A six heures du soir, Charlie quitta Mme de Fleur et s'achemina vers chez lui, par les Champs-Elysées.

Mais, arrivé au rond-point, il tourna à gauche et suivit l'avenue d'Antin, car toutes ces voitures montant ou descendant à grande allure, dans un scintillement de harnais, de cuivres, de chaînettes tintinnabulantes, toutes ces toilettes claires et ces chapeaux fleuris des dames, tous ces visages en fête, ces regards en éveil, toute cette gaieté de fin de journée printanière, qui bruissait et brillait à travers la vaste promenade, lui avivait davantage, par le contraste, la mélancolie qu'il ressentait.

Cela le prenait de même après chaque rendez-vous: une impression de lassitude et de dégoût dont il se trouvait tout appesanti, tout faible, tout accablé, comme sous un fardeau grandissant et trop lourd qui ralentissait même sa marche.

Il avait alors plus que de la mauvaise humeur, de mauvaises pensées, une malveillance générale, subite et sans raison, une amertume vague contre tous,—une sensation vivace du néant des plaisirs d'amour et une croissante envie d'ajourner l'entrevue prochaine.

En ces moments méchants, il s'apitoyait sur les pauvres gens qui croyaient encore à tout cela, à l'amour, aux joies du cœur, à la passion; il doutait qu'il en existât de sincères; il ne pouvait admettre qu'un esprit raisonnable et élégant s'asservît à d'aussi décevantes balivernes; et il éprouvait, à son insu, une secrète rancune de n'avoir jamais été un instant bouleversé par ces candides illusions-là.

«Oui, oui, je ne dis pas, songeait-il, la figure tout enlaidie de maussaderie, je ne dis pas, ça collera, comme disait Marroy... Seulement, à condition de ne pas abuser!... Ah non!

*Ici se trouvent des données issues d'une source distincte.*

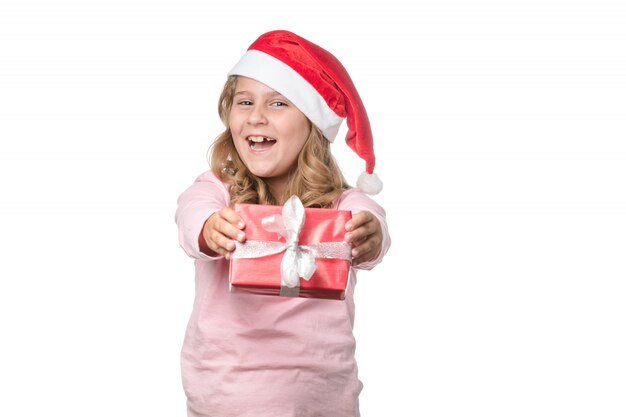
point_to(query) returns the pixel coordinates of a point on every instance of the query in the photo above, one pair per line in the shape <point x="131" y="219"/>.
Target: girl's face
<point x="268" y="131"/>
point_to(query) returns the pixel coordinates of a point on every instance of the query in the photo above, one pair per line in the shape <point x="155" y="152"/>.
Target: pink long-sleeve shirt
<point x="258" y="355"/>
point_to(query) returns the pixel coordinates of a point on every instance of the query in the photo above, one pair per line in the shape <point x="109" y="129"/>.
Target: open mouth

Chacun son goût! Moi, les petites femmes de salon, le sentiment, la romance, je ne suis véritablement pas assez bon jeune homme pour m'amuser à cela!...

Et il souriait, se rappelant la voix d'oiselet craintif dont Mme de Fleur lui demandait continuellement:

—Tu m'aimes?... Tu m'aimes?... Dis, tu m'aimes?

«Bien entendu! bien entendu!» murmura-t-il railleusement, en tournant à droite, dans une rue transversale.

Puis, la place François-Ier passée, il s'engagea dans la rue Jean-Goujon, dont la solitude l'attirait.

Elle avait en effet, à cette heure tardive, avec sa chaussée vide, ses trottoirs vides, tout le grisâtre de son bitume et de ses pavés déserts, l'aspect morne et dormant des rues de Paris à l'aube, quand le ciel commence à blanchir et qu'on voit les hauts becs de gaz, inaperçus dans la foule, durant le jour, dresser l'un derrière l'autre, à la file, leurs minces silhouettes humaines, leurs fines statures de demoiselles maigres. Au fond, les arbres de l'avenue Montaigne bouchaient la rue comme d'une immense meule d'herbes vertes; et les passants, auprès, dans le lointain, semblaient des flâneurs noctambules.

«J'aime mieux cela que les Champs-Elysées!» murmurait Charlie, lorsque tout à coup, un roulement de roues, un piaffement de fers contre le pavé, le fit se retourner.

Un fiacre approchait, un vieux fiacre tiré par un pur sang hors d'âge, un antique pur sang déclassé, décharné, qui galopait d'un petit trot d'habitude, poussif, râlant, épuisé; et, aux vitres de devant, Charlie distingua tout de suite les deux larges bandes rouges de deux stores abaissés. Il continuait son chemin en haussant les épaules.

«Sans doute qu'on en fait aussi de propres, là dedans!»

Mais il n'eut pas le temps d'en penser plus. Un tambourinement frénétique aux vitres du fiacre, et la voiture s'arrêtait, les roues raclant le trottoir, la bordure en grès, si près de lui, si brusquement, qu'il dut bondir de côté pour éviter le choc de la portière ouverte et ballante.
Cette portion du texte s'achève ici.